How to Enable Voice Chat with TTS for Your Assistant

Superinterface allows you to enable voice chat using OpenAI’s Whisper and TTS APIs. This setup transcribes speech into text, processes it through your AI model, and converts the response back into natural-sounding speech.

Unlike realtime WebRTC connections, this method works with any AI model, making it a flexible solution for voice interactions.

Let’s get started with setting it up step by step.

Step 1: Setting Up Your Assistant

Create and Configure

Create a New Assistant

Log in to your Superinterface dashboard, go to Assistants, and click New Assistant.

Need help? Follow this guide.

Choose an AI Provider

TTS works with any provider, so select Anthropic, OpenAI, or another supported model.

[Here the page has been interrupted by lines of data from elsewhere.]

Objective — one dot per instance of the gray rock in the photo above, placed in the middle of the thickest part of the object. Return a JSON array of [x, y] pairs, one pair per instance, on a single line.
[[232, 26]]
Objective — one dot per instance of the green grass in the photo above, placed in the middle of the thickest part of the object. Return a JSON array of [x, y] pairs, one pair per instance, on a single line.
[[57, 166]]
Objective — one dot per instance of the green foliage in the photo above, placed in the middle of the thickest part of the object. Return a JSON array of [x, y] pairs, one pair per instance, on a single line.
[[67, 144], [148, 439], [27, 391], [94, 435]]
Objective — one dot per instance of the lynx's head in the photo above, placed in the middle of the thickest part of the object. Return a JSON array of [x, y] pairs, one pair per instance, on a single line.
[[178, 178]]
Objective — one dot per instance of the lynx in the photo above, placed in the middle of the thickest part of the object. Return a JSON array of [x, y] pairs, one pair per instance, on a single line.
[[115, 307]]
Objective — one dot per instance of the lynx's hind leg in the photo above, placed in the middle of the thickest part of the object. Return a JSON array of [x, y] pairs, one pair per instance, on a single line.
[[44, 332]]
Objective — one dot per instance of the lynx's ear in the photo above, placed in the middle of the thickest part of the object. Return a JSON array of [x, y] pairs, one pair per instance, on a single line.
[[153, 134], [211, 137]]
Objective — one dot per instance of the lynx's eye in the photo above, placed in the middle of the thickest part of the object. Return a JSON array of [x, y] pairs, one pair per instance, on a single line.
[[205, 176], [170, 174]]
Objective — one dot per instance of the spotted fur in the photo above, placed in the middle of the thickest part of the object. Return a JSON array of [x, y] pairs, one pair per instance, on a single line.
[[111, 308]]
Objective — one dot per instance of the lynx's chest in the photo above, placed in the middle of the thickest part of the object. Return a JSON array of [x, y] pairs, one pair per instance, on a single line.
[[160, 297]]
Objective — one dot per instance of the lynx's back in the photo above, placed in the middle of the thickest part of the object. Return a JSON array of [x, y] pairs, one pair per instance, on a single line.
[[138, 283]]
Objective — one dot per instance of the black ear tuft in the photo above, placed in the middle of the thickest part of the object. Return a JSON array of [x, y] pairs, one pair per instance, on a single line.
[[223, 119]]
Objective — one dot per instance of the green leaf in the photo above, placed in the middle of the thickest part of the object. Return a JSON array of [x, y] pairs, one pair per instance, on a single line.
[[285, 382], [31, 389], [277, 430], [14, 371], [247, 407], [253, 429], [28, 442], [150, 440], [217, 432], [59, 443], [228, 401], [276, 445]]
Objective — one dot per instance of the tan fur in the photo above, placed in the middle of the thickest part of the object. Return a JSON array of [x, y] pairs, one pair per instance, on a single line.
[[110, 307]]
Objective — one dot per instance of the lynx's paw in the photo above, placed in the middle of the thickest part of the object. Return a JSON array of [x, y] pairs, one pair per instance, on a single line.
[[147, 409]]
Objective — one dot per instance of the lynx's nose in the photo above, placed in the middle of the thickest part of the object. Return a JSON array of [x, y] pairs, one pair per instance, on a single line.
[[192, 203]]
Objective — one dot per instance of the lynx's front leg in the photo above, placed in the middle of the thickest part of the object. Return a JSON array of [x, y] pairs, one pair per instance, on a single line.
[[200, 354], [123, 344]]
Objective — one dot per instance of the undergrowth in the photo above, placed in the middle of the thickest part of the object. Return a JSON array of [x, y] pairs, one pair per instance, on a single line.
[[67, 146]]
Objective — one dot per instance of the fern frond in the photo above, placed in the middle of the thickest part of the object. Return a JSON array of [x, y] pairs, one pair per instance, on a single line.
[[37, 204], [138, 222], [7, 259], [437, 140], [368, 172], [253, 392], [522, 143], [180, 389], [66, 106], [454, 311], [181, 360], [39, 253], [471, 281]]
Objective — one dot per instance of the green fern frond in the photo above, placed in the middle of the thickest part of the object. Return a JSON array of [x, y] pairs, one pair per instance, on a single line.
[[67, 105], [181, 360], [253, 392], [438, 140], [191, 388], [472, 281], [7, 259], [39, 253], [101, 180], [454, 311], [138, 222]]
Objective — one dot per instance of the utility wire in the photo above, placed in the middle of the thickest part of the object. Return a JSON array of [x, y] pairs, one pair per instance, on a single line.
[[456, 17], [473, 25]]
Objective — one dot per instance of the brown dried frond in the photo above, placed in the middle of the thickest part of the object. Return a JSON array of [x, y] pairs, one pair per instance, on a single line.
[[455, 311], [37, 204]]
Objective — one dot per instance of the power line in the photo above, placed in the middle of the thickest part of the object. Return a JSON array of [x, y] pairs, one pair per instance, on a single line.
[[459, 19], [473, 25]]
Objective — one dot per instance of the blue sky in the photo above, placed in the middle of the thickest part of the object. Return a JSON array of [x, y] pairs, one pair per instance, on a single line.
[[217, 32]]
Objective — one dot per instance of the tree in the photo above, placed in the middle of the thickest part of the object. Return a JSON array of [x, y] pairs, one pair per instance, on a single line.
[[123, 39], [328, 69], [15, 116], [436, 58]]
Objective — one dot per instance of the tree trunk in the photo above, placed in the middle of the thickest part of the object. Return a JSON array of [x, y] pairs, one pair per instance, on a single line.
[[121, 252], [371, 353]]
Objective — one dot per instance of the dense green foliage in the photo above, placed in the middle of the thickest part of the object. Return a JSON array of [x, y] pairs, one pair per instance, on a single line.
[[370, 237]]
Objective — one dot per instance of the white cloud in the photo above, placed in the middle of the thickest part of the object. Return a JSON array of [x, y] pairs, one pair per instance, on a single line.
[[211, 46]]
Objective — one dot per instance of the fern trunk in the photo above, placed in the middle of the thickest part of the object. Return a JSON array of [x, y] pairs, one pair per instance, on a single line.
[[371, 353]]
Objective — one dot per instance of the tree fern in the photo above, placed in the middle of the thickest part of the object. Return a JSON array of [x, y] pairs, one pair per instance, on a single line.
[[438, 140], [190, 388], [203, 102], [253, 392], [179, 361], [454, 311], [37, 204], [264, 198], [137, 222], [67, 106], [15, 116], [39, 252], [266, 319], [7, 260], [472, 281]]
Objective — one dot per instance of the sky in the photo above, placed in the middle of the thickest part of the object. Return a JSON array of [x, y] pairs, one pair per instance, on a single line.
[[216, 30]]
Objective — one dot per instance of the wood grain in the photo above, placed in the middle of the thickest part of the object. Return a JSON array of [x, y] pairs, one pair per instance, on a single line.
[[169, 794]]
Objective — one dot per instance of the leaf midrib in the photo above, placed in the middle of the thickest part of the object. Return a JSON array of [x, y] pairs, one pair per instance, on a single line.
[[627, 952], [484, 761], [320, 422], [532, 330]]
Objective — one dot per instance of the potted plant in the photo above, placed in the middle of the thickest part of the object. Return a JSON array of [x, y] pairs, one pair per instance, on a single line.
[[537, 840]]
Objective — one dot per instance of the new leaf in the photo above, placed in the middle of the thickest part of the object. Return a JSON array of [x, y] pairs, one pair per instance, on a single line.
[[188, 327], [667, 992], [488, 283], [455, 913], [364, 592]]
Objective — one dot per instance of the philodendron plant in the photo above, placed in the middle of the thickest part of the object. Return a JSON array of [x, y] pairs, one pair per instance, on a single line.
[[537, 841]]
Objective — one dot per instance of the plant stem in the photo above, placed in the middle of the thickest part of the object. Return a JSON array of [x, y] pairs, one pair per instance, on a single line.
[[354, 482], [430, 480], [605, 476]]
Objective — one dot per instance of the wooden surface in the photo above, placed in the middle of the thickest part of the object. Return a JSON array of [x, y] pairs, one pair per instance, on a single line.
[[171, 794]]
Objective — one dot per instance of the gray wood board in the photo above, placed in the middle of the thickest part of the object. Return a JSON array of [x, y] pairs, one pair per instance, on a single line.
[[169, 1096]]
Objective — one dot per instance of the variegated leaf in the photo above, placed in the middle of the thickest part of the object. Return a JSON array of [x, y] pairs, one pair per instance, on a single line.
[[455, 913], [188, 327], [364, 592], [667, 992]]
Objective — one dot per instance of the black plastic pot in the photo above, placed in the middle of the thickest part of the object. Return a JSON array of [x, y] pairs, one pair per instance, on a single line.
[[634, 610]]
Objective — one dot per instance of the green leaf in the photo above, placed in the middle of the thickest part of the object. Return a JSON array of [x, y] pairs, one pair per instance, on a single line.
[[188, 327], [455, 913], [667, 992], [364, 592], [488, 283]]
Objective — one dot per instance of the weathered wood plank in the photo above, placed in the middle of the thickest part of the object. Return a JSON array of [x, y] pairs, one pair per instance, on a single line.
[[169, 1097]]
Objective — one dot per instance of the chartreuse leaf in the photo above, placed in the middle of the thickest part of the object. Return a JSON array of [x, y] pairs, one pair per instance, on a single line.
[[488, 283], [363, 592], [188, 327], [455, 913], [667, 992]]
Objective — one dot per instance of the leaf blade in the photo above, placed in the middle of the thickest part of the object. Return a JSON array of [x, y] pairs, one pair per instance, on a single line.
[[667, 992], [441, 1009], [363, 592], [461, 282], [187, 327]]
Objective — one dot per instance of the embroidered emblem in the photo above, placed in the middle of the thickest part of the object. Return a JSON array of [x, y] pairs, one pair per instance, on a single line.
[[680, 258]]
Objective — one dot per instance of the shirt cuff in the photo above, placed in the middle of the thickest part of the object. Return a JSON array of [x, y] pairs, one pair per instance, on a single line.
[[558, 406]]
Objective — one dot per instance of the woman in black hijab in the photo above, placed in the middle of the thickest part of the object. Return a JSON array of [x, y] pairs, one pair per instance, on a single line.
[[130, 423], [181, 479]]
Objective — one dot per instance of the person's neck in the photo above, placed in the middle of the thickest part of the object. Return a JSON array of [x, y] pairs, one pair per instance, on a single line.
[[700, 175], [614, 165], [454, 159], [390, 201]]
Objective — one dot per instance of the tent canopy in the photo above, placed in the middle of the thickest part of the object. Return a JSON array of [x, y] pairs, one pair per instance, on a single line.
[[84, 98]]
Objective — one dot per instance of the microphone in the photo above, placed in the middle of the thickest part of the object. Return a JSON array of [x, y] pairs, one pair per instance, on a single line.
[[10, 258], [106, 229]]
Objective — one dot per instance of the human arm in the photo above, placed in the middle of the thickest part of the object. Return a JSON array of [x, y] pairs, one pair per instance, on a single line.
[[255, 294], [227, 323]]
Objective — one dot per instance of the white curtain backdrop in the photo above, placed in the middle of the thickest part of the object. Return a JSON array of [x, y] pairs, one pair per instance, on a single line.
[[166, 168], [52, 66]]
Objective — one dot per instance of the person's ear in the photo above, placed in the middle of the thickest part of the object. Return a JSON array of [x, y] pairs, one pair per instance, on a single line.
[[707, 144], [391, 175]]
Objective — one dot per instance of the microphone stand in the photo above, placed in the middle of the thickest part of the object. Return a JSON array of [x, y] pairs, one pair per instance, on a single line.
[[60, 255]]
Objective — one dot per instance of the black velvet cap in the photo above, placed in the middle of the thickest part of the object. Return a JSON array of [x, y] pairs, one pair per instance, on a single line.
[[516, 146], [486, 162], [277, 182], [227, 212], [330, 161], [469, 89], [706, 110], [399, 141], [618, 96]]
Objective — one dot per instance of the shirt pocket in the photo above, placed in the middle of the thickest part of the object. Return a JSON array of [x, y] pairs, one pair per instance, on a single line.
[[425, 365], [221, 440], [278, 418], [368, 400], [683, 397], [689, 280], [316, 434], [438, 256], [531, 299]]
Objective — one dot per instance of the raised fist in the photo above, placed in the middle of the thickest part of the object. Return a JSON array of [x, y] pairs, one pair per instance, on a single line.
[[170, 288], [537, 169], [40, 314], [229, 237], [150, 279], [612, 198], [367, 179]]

Set Thread Storage and Execution

Choose Superinterface Cloud to handle transcription and speech generation.

Pick a Model

Select any model you prefer. For this example, we’ll use Claude 3.5 Sonnet.

Setting up a voice assistant with TTS in Superinterface.

Add Personalization

Customize Your Assistant

Set a name and define its behavior.

Set an Initial Message

Add a welcome message like “Hi! How can I assist you today?” This will be spoken aloud when the voice chat starts.

Save Your Assistant

Click Save to store your settings.

Step 2: Publish Your TTS Voice Interface

Creating an interface for your TTS-based voice assistant.

Once your assistant is set up, it’s time to enable TTS-based voice chat and publish the interface.

Enable Voice Chat

Create a New Interface

Navigate to the Publish tab and click Choose Interface, then Create New Interface.

Select Interaction Mode: Voice Chat

This enables OpenAI’s Whisper and TTS APIs to process speech.

Enabling Voice Mode in Superinterface.

Publish Your Assistant

Finalize Publishing

Choose your publishing method: subdomain, custom domain, script tag, or React component.

Need help? Follow this guide.

When users speak, their voice is transcribed using Whisper, processed by the assistant, and converted into speech using OpenAI’s TTS models.

Voice assistant using OpenAI's TTS and Whisper APIs via Superinterface.

You’re all set!

Now go ahead and let your users experience natural, high-quality voice interactions with your AI assistant—no realtime model required.